SENTENCIA CONSTITUCIONAL PLURINACIONAL 1478/2013
Tribunal Constitucional Plurinacional de Bolivia

SENTENCIA CONSTITUCIONAL PLURINACIONAL 1478/2013

Fecha: 22-Ago-2013

la primera

Esta doble perspectiva de protección constitucional del derecho de asociación o libertad de asociación, aunque con diferente connotación, ya fue objeto de análisis y desarrollo jurisprudencial en la SC 0112/2004, anteriormente citada, que señaló: “…por un lado, como derecho de las personas en el ámbito de la vida social, y, por otro lado, como capacidad de las propias asociaciones para su funcionamiento. En cuanto a la primera, aparecen los aspectos positivos, como la libertad y la voluntariedad en la constitución de las asociaciones, paralelamente a la titularidad del derecho a constituir asociaciones, sin perjuicio de las condiciones que para su ejercicio establece la legislación vigente, y los derechos inherentes a la condición de asociado. La segunda recoge la capacidad de las asociaciones para inscribirse en el Registro correspondiente; para establecer su propia organización en el marco de la Ley; para la realización de actividades dirigidas al cumplimiento de sus fines en el marco de la legislación sectorial específica; y, finalmente, para no sufrir interferencia alguna de las Administraciones, salvo la que pudiera venir determinada por la concurrencia de otros valores, derechos o libertades constitucionales que deban ser objeto de protección al mismo tiempo y nivel que el derecho de asociación”. (las negrillas son añadidas).

Del mismo modo, la Corte Constitucional de Colombia, en la Sentencia T-701/03, resolviendo una tutela, también apertura la posibilidad de protección en dos dimensiones el derecho de asociación o libertad de asociación, señaló que: “Este derecho fundamental presenta una dimensión individual, que se traduce en la posibilidad de ingresar, permanecer y retirarse de un sindicato y una dimensión colectiva, en el sentido de que de los trabajadores organizados en un sindicato deciden, de conformidad con el orden legal y los principios democráticos, la estructura interna y el funcionamiento del mismo, es decir, una facultad para autogobernarse”.

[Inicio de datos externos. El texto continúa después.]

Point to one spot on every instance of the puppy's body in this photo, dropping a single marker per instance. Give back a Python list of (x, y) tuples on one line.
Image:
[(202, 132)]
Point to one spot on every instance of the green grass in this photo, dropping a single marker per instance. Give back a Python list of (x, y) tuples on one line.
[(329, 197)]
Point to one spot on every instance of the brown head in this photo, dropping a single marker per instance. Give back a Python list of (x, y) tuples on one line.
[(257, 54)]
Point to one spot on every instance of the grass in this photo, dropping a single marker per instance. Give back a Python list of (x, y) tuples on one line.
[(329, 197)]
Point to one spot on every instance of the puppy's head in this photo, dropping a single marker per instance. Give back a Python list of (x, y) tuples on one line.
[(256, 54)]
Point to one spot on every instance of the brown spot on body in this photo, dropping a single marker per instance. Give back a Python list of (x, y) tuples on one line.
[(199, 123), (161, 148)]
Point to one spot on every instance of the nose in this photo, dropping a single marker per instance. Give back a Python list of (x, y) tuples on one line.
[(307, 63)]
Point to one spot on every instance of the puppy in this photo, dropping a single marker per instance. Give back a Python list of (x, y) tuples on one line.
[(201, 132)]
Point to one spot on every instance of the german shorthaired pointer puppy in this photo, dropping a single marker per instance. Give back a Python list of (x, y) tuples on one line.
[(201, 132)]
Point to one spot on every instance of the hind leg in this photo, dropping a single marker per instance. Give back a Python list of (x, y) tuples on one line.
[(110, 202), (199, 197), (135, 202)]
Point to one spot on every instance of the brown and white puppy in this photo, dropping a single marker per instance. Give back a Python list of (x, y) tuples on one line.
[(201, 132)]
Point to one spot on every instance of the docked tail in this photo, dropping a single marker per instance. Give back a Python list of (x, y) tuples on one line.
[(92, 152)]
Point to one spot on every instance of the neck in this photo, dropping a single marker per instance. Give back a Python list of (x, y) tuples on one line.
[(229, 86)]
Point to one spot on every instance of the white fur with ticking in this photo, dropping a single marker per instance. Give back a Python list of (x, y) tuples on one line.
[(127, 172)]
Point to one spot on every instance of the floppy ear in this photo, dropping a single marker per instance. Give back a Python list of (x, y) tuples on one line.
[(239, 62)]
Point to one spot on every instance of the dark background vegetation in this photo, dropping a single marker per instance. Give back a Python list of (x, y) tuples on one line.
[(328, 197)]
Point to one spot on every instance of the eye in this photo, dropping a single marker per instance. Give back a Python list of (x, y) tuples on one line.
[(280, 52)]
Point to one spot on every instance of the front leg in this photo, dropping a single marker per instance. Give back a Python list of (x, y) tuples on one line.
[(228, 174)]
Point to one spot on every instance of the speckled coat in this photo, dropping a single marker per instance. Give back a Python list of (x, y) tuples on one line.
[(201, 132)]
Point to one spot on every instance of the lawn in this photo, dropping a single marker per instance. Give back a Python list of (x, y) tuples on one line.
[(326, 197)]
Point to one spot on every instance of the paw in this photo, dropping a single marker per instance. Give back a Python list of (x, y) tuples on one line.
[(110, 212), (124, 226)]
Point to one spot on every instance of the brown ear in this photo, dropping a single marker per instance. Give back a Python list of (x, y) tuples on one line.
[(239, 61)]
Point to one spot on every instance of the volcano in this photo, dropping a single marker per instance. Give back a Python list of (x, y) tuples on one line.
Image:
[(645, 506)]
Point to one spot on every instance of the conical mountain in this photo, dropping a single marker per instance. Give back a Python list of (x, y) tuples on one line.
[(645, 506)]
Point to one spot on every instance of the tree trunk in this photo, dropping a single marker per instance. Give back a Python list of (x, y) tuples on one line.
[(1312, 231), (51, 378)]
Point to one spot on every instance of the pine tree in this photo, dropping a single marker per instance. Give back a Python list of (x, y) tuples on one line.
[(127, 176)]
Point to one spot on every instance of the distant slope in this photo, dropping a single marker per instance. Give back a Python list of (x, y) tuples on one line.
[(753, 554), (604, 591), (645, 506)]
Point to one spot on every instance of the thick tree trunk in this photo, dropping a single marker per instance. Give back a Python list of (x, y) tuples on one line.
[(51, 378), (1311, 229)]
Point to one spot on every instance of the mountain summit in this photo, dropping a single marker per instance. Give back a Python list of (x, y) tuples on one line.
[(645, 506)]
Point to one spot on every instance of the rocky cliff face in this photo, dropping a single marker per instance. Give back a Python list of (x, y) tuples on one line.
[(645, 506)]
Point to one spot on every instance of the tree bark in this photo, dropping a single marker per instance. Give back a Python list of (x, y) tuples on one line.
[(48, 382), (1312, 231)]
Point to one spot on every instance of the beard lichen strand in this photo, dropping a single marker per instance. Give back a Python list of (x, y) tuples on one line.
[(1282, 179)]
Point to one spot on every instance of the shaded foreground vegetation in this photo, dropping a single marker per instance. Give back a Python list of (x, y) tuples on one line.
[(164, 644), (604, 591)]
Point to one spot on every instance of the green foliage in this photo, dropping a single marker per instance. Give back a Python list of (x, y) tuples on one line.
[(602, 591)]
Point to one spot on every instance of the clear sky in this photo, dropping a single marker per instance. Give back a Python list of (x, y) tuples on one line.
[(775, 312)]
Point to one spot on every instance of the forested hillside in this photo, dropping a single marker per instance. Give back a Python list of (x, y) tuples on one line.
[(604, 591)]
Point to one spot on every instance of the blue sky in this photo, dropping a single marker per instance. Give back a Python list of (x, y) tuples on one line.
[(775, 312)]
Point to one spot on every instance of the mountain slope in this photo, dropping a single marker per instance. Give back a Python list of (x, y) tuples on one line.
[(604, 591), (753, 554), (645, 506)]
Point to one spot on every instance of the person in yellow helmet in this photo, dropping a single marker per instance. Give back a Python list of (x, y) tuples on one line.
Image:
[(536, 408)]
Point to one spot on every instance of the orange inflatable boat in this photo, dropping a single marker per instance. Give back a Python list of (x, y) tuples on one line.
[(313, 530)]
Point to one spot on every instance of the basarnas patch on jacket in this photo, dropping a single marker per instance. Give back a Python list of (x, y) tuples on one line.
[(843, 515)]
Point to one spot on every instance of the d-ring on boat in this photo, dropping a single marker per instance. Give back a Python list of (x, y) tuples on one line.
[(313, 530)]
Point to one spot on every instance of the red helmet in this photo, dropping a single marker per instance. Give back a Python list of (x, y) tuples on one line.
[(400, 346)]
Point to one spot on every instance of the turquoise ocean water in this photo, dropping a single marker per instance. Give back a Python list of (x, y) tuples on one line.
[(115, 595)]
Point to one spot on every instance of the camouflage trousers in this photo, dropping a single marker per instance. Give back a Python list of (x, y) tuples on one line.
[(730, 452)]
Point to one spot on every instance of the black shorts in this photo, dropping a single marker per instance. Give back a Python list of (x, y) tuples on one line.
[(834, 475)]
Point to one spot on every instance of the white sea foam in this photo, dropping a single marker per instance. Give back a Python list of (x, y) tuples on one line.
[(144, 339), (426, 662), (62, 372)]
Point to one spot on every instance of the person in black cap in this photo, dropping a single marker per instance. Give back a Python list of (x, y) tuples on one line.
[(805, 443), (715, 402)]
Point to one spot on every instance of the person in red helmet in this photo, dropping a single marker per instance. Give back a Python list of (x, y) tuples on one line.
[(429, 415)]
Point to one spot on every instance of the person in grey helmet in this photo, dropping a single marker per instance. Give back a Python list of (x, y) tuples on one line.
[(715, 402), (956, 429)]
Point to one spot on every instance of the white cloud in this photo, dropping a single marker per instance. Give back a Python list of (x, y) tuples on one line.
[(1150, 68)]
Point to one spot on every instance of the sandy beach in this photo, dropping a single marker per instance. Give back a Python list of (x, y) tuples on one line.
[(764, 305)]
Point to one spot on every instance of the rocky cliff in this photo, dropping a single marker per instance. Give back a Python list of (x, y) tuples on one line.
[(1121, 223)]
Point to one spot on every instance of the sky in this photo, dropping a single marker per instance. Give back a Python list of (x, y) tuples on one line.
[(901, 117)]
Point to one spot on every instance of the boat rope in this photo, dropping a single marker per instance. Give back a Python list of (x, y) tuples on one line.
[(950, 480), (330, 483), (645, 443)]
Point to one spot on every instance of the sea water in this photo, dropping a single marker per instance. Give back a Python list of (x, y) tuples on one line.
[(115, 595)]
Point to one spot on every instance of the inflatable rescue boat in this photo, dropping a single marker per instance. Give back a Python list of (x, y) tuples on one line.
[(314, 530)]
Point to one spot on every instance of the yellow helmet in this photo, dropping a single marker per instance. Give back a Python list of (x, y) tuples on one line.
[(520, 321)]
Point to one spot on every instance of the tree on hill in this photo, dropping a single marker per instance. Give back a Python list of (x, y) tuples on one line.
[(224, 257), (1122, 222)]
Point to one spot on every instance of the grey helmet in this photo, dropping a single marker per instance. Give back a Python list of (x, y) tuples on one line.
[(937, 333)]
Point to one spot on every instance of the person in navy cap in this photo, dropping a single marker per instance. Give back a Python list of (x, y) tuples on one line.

Ahora bien, es importante señalar, que el derecho de asociación o libertad de asociación consagrado como un derecho fundamental, en sus dos dimensiones, cobija dentro de su alcance tutelar genérico, a las diversas formas asociativas, entes asociativos o formas organizativas y sus asociados pertenecientes a ellas, cuya clasificación es amplia y variada según su naturaleza, objeto y finalidad, tanto como lo son los intereses de las personas  físicas o jurídicas que las conforman. De ahí que la propia Constitución Política del Estado reconoce y consagra a partir del derecho o libertad general asociativo, el derecho o libertad de asociación en múltiples vertientes como son: ideológicos, religiosos, políticos, económicos, laborales, sociales, culturales, deportivos, sindicales, profesionales, gremiales o de cualquier otra índole, debido a que si bien su reconocimiento y consagración constitucional se refiere a un género -la asociación- dentro de ella, conforme estipulan expresamente los arts. 22 de la PIDCP y art. 16 la Convención Americana sobre Derechos Humanos, caben modalidades específicas de participación de la sociedad civil organizada en el Estado Plurinacional y Democrático de Derecho, cada una con una regulación específica, algunas veces contenida en la propia norma constitucional que las recoge, como son por ejemplo, los partidos políticos y agrupaciones ciudadanas (art. 209 y 210 de la CPE),  los sindicatos (art. 51 de la CPE), asociaciones empresariales (art. 52 de la CPE) y otras veces, en las leyes de desarrollo como es el Código Civil, que en sus arts. 52 inc. 2) y 58 y ss., regula las asociaciones civiles, mutualistas, gremiales, corporativas, asistenciales, benéficas, culturales en general, educativas, religiosas, deportivas, etc.